Security-constrained optimal power flow (SCOPF) problems are becoming increasingly important in short-term operations planning tasks in modern power systems. Traditionally, the objective of SCOPF problems is to find the generation operating point either minimizing generation costs or maximizing network loading. The most important feature here is that the optimal operating point has to be feasible both under healthy and contingency conditions, where contingencies generally include line and generation asset failures. In other words, solutions to SCOPF problems are essentially passive and defensive in nature presupposing that the network operator has too little time or ways to mitigate the effects of a sudden failure. As practical electricity networks are quite large, the ensuing size of SCOPF problem instances are very large too---for example, the small IEEE 30 node system with 41 lines and 38 allowable single line contingencies results in a SCOPF containing 3184 inequalities.

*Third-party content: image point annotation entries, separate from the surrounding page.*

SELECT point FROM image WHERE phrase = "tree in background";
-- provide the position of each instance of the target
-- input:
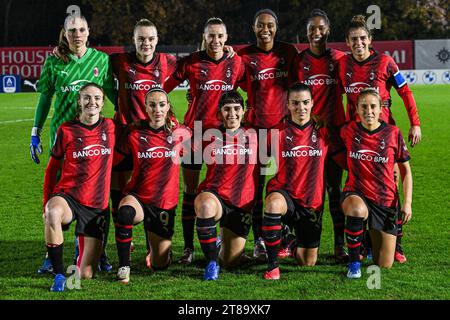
(181, 22)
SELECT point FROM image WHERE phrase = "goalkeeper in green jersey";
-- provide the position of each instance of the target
(64, 75)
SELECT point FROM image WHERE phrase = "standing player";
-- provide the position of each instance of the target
(83, 154)
(370, 192)
(267, 65)
(368, 68)
(228, 191)
(152, 193)
(297, 192)
(64, 77)
(210, 72)
(317, 68)
(136, 72)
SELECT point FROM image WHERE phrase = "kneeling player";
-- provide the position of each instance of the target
(228, 191)
(83, 153)
(370, 192)
(152, 193)
(296, 193)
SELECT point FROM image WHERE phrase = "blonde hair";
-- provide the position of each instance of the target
(63, 45)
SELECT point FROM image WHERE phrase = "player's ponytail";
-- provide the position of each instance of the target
(358, 22)
(63, 47)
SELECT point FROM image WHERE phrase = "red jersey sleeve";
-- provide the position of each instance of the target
(58, 148)
(171, 64)
(179, 75)
(402, 154)
(54, 165)
(400, 84)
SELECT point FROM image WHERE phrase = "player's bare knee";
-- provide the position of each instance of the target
(357, 211)
(53, 216)
(205, 208)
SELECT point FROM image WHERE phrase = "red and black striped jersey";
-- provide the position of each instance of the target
(301, 153)
(379, 71)
(319, 73)
(232, 166)
(371, 156)
(266, 83)
(135, 79)
(208, 79)
(156, 163)
(87, 152)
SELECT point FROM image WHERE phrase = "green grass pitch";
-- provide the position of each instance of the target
(426, 241)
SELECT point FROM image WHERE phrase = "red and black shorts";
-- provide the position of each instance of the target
(234, 218)
(91, 222)
(194, 159)
(381, 218)
(307, 222)
(127, 163)
(158, 221)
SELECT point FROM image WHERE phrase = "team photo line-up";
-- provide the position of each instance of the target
(294, 113)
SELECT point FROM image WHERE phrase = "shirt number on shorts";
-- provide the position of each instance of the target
(164, 217)
(247, 219)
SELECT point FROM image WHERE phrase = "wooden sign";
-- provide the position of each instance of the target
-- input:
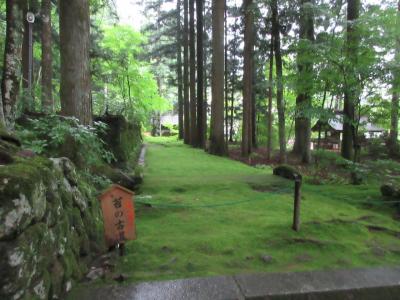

Evidence from research and industry practice is showing that security-constrained optimal power flow problems are ultimately constrained by very few of those inequalities---for example, the Brazilian national system operator claims that it needs only about 130 inequalities to represent the N-1 secure operation of its 50,000 node network! These few inequalities are part of what we call the umbrella contingency set of networks. The inequalities which are members of the set of umbrella contingencies are both necessary and sufficient to ensure the security of the entire system as they form an "umbrella" over all the other contingencies. So far, however, there was no systematic method to identify which contingencies are members of the umbrella set.
In this talk, we formulate the umbrella contingency discovery problem (UCD) for SCOPF problems with linear network models. The UCD is formulated first as a mixed-integer linear program and we show how that it can be reformulated as a linear program. We also show that the resulting UCD is easily decomposable and lends itself well to parallel computation. We provide preliminary results from standard test networks and show how the UCD is promising as a pre-processing step to speed up SCOPF solutions.